The work conserving round robin (WCRRB) arbiter is therefore required to constantly look ahead into the next available requestors and enable the next valid requestor to be granted immediately after the current requestor is complete.

The function of looking constantly into all requests in order to calculate the next valid grant, may be costly in logic, and as the number of requestors get bigger, faster computation methods must be applied in order to meet timing and limit the size of the logic.

For more details about the arbiter go here

Enqueue Interface

The enqueue interface consists of an enqueue_request vector indicating to which queue the operation is to be performed. The enqueue_data contains the actual data item to be written into the queue. The enqueue_ready signal indicates that the memory has sufficient memory to support the current enqueue operation. When the enqueue_ready signal is de-asserted, an enqueue operation would be ignored. This signal should be used for integrating the enqueue logic into a pipeline implementation or handshake with the enqueue_ready signal serving to flow control the upstream logic.

Dequeue interface

The Dequeue interface enables the extract operation from the queue structure. The dequeue_ready output indicates to the downstream logic that there are valid entries to be extracted in one of the queues. The dequeue_enable signal in an input indicating that the downstream logic performs a dequeue operation. This signal can be used by the downstream logic to stall the dequeue operations for flow control purposes. When both dequeue_enable and dequeue_read signals are asserted, a dequeue operation is performed and the dequeue_data will be valid in the next cycle for downstream logic to use. The dequeue_valid output indicates that the data is valid. The dequeue_enable signal can be constantly held asserted, so whenever the queues are ready a dequeue operation will be performed. When the dequeue_enable signal is used for flow control, care must be ataken as the dequeued data would be valid after one cycle.

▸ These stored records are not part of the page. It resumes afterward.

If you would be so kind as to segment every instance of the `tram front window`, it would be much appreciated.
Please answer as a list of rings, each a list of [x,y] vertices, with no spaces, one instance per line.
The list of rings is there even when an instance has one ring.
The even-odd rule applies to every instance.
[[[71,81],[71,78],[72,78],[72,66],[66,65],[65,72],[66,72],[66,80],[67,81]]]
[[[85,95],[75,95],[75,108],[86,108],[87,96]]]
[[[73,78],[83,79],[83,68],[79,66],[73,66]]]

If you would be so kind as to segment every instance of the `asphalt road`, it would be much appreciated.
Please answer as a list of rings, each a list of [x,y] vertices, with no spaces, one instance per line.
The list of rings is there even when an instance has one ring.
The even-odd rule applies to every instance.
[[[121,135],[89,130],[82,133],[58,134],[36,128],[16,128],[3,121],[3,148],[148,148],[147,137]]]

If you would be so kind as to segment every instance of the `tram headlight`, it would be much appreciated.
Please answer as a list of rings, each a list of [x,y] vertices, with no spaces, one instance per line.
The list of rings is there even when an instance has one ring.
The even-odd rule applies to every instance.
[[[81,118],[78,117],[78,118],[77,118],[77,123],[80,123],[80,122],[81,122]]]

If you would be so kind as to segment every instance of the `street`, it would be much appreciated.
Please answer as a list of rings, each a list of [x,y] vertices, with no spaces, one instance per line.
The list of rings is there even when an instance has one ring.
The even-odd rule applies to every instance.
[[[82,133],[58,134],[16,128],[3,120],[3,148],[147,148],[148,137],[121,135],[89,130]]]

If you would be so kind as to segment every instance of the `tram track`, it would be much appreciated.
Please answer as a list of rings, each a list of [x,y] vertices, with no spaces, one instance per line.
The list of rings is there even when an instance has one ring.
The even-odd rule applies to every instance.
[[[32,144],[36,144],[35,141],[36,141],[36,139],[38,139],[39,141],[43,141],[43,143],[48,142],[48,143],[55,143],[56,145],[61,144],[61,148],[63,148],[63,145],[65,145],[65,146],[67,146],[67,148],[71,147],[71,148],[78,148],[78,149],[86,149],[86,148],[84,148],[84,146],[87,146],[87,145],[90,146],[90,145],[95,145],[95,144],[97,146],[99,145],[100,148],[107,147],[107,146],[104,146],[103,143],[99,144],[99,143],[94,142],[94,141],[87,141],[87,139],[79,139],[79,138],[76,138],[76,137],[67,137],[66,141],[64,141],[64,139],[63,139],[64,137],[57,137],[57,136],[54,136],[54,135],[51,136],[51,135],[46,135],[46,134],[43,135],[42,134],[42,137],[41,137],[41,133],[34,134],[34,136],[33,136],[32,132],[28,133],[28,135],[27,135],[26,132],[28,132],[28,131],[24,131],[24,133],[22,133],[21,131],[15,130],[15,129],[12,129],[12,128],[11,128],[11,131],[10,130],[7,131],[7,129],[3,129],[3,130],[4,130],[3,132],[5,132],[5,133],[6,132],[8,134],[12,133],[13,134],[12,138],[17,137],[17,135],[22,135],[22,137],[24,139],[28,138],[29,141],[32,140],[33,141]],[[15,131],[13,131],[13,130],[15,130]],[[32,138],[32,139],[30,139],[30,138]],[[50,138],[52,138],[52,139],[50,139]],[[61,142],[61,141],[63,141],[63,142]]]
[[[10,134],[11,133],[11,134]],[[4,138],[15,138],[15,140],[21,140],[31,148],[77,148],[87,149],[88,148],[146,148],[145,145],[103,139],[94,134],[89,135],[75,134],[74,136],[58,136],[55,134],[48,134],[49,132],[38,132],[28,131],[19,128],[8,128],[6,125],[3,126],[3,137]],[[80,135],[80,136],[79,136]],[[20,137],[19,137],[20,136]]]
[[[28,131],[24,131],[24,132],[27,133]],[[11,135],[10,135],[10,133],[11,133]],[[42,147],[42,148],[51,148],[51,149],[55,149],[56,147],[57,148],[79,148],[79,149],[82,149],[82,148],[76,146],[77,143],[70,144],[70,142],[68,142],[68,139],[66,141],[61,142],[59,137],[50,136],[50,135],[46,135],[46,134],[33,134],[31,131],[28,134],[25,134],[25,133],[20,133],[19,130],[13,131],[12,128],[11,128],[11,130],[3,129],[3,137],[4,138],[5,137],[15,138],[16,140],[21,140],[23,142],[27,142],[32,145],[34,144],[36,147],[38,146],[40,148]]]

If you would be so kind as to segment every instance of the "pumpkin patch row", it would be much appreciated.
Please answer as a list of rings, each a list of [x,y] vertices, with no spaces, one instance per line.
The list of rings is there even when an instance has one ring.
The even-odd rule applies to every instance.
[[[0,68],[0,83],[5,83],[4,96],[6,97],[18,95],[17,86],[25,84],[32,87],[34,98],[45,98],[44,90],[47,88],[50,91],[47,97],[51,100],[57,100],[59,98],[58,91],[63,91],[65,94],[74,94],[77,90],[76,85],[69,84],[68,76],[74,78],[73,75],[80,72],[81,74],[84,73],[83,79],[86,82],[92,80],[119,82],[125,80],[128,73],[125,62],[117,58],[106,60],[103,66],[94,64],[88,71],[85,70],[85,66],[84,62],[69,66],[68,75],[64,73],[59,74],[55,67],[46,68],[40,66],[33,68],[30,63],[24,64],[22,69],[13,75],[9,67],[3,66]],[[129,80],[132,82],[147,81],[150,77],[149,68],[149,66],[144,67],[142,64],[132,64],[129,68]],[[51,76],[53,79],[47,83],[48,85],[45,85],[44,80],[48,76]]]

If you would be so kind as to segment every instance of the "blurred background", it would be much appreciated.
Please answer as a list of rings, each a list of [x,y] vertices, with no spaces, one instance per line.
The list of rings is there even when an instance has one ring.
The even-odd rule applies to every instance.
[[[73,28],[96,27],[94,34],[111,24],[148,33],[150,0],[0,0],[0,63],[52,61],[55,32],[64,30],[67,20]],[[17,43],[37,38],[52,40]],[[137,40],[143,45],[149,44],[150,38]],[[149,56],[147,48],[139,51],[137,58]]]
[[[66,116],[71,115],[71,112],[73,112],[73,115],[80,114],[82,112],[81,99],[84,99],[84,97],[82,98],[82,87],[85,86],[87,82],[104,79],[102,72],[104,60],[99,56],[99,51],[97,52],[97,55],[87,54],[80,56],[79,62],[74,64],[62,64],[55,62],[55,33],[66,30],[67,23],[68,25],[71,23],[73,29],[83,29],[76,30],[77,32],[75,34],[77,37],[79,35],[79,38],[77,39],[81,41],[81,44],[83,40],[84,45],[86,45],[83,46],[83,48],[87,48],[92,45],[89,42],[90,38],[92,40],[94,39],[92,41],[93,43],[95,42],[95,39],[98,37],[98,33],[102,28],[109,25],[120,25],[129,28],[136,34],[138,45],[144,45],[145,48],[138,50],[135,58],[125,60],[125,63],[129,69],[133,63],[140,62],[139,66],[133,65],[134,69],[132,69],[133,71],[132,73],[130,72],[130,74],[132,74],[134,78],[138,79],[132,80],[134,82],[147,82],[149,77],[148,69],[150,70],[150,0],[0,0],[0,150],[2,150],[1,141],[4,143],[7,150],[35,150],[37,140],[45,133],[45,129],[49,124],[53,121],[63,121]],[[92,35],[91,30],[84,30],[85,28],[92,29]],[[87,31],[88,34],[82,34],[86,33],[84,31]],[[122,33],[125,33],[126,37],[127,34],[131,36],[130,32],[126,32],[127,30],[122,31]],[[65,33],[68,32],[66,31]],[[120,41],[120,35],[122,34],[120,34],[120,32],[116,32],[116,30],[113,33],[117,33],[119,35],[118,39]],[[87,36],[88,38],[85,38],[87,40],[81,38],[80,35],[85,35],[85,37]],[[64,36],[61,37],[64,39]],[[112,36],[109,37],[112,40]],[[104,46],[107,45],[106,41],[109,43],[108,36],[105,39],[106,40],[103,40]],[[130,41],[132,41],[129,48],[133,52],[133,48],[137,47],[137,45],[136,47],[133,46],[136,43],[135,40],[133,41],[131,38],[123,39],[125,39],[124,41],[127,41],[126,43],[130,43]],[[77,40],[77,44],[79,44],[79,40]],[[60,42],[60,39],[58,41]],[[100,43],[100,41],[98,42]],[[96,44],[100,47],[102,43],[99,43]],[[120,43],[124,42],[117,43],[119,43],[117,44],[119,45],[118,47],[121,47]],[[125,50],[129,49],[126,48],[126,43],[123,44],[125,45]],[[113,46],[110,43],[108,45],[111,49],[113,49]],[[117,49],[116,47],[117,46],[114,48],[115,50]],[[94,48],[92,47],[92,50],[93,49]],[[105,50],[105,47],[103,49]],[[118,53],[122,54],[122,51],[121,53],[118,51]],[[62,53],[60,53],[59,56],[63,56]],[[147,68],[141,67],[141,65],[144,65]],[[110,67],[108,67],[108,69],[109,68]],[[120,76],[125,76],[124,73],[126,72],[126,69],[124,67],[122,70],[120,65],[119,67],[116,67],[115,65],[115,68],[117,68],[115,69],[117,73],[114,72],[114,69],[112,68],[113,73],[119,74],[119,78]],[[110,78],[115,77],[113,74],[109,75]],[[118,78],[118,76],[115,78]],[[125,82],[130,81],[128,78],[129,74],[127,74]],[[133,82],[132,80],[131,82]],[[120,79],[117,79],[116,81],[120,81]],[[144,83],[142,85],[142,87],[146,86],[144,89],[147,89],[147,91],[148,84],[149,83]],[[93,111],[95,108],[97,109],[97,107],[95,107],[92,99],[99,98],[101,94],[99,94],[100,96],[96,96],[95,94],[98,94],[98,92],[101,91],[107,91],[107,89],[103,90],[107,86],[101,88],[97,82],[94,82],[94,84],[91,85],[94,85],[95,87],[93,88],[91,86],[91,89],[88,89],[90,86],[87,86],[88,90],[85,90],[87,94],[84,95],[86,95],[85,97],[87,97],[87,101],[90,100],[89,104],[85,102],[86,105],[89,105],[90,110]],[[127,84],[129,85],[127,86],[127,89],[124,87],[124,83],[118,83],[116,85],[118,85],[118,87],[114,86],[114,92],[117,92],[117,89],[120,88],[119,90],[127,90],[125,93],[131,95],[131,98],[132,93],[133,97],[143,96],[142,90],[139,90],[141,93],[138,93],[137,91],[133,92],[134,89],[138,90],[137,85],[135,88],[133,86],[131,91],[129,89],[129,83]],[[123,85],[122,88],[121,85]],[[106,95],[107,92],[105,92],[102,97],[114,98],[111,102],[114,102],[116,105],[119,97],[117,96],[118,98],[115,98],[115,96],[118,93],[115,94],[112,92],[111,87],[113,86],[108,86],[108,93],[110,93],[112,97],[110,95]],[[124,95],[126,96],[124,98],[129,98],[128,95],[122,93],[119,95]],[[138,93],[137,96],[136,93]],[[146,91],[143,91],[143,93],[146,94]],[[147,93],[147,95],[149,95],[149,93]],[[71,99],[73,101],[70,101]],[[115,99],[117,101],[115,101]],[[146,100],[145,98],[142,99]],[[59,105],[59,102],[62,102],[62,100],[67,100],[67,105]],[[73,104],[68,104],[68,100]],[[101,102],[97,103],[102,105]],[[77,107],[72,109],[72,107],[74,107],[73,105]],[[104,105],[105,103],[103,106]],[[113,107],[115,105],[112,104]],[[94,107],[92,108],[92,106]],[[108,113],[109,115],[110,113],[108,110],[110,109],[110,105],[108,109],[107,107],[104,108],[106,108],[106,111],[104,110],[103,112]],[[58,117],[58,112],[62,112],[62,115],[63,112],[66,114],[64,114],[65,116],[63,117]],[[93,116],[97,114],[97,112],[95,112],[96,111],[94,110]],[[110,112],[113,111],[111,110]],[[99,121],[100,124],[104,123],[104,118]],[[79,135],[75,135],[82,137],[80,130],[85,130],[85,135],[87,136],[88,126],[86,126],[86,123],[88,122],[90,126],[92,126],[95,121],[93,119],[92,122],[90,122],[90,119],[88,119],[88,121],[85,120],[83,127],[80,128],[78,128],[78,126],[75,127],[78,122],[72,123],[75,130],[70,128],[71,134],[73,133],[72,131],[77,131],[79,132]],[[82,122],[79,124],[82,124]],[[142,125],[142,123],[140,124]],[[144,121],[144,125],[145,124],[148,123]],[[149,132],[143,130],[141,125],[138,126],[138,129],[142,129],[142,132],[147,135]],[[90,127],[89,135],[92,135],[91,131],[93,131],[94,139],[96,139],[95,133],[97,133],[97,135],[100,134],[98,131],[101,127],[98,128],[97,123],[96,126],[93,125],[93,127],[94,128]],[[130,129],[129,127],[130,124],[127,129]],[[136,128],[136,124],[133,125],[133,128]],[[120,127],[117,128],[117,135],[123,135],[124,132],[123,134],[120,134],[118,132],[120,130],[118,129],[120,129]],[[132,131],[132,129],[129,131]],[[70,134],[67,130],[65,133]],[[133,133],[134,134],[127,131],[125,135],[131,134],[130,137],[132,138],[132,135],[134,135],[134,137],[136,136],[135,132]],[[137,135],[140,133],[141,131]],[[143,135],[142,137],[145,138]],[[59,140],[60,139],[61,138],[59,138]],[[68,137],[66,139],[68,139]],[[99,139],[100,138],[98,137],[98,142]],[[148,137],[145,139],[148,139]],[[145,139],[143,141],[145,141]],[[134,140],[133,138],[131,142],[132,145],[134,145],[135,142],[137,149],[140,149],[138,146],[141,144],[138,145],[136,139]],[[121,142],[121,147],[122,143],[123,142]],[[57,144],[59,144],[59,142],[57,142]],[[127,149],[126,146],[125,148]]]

The below waveform illustrates the usage of the dequeue interface signals:

Linked list Dequeue interface waveform

Reset

Resetting the component does not clear the memory and only affects the random logic. The head and tail pointer of each queue are cleared so effectively, the content of the memory can no longer be accessed. The reset can be either synchronous or asynchronous.

 

Test Items

the below table summarizes the test items that were checked for this component

Item name

Description

Enqueue_ready

Checked the case where the memory is full, enqueue ready is de-asserted and no enqueue data is lost.

Free node availability

Checked that as long as the total number of used buffer is below the total memory size, there are always available nodes for enqueue, during enqueue bursts.

Node loss

Checked that no nodes are lost in the case of dequeue bursts.

Queue functionality

Checked that each queue maintains FIFO ordering and do not loose data.

Reset functionality

Head and tail pointer initialization

Initialization counter

 

Dequeue_ready

Check no dequeue is performed when signal is deasserted.

Dequeue_enable

Check that dequeue is performed only when both dequeue_ready and dequeue_enable are asserted.

Consecutive dequeue

Check consecutive dequeues to the same queue by filling only one queue.

 

 

Round robin arbitration

Check for fair arbitration when all queues are mostly not empty.

 

Assumptions

  1. The embedded memory is a 1 cycle read latency and the read pointer can be immediately used as address for the next read transaction. Some memories may have timing which does not allow such a design. RTLery can assist you in modifying the component to the required trade-offs, please use the bellow comment form to specify your specific requirement.
  2. The Enqueue_request vector is one-hot, so no more than one bit is set each cycle.

  3. The memory contains enough space to allow for several entries per queue.